Structure of the Lightning Bolt
The typical cloud to ground bolt of lightning is composed of several elements. The first element of a lightning flash is called the stepped leader. The stepped leader zigzags downward from the cloud in intermittent steps of about 170 feet in length. The stepped leader's role is to bring down negatively charged particles from the cloud to the ground. As the stepped leader approaches the ground, a highly luminous positively charged return stroke rushes upwards into the cloud and dies out. If the cloud still has excess negative charge, a dart leader will follow the original path down to the ground initiating one or more return strokes. The typical lightning flash has three or four return strokes but up to twenty have been observed. The flickering appearance of a cloud to ground lightning flash is caused by the multiple return strokes.

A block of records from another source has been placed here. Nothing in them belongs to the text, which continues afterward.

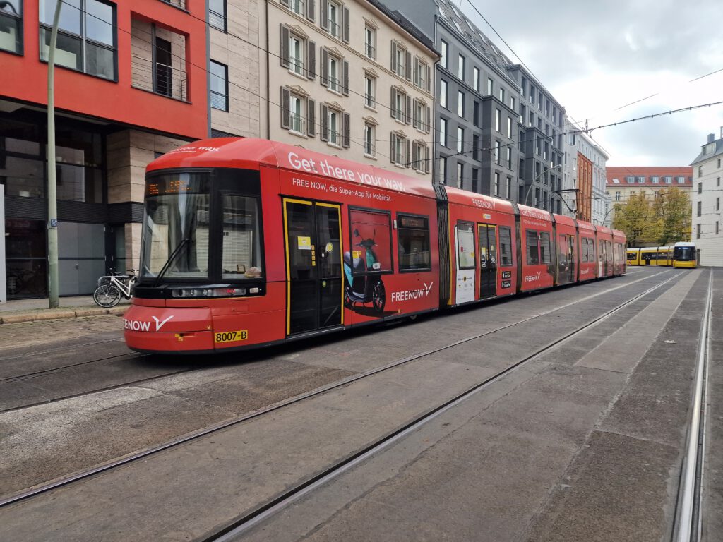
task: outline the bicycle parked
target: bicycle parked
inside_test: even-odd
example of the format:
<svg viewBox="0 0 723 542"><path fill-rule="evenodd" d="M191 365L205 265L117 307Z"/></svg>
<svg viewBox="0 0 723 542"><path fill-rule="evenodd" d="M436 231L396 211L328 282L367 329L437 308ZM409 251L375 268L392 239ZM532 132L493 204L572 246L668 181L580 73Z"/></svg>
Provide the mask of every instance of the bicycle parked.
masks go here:
<svg viewBox="0 0 723 542"><path fill-rule="evenodd" d="M98 280L98 288L93 294L93 301L100 306L108 308L117 305L121 301L121 296L130 299L133 285L137 278L135 271L132 269L129 275L119 275L111 269L110 275Z"/></svg>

The process of the stepped leader creating the lightning channel, the return stroke illuminating it, the dart leader traveling down the channel followed by another return stroke, takes on the order of a tenth of a second.

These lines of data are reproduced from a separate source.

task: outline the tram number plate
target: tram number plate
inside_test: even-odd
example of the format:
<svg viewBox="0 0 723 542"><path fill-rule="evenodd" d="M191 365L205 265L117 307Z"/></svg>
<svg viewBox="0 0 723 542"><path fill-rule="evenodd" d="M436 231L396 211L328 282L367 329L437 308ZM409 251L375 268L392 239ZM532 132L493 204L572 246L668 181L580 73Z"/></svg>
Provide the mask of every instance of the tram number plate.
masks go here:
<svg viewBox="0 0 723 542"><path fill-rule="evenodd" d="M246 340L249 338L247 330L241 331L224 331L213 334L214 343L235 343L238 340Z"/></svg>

Stepped leaders can be triggered to move upwards from the ground initiating a return stroke from the cloud. Upward moving stepped leaders initiate ground to cloud lightning flashes and are only accomplished by man made means. All natural lightning begins inside the cloud. Lightning also occurs within a thunderstorm cloud not involving the ground at all. Lightning not involving the ground is called intra-cloud lightning and is visible as long streaks of light through the cloud above the ground. Lightning also occurs between two clouds, called cloud to cloud lightning. In fact, intra-cloud and cloud to cloud lightning account for 80% of all lightning occurrences.
The Myth that is Heat Lightning
Many people believe there is a phenomenon called heat lightning. On hot evenings during the summer it's not uncommon to see a flash of lightning but not hear any thunder. Because thunder is not heard, many people attribute the lightning to the heat, thus the name. In reality, there is no such thing as heat lightning. The flash is simply a cloud to ground bolt or intra-cloud flash from a distant thunderstorm. The thunderstorm in this case is so far away that the thunder is not heard.
What Makes the Thunder?
Accompanying lightning are a variety of sounds, the ones you hear depend on your proximity to the bolt. If you are within about 100 yards of a lightning bolt you will hear a sharp click followed by a whip-like crack. Within about 600 yards, the sound can be described as more of an amplified tearing noise. These sounds are caused by the stepped leaders and return stroke. The most common sound, though is the rumble of thunder.
Thunder is caused by the explosion of hot gasses expanding from the lightning channel. The lightning channel is on average only a few centimeters in diameter. The gases in the tiny channel are very briefly heated to a temperature ranging from three to five times hotter than the sun. The superheated gases expand with explosive force, creating a shock wave which after a short time becomes the sound wave we hear as thunder. Because light travels so much faster than sound, the lightning flash always precedes thunder by several seconds.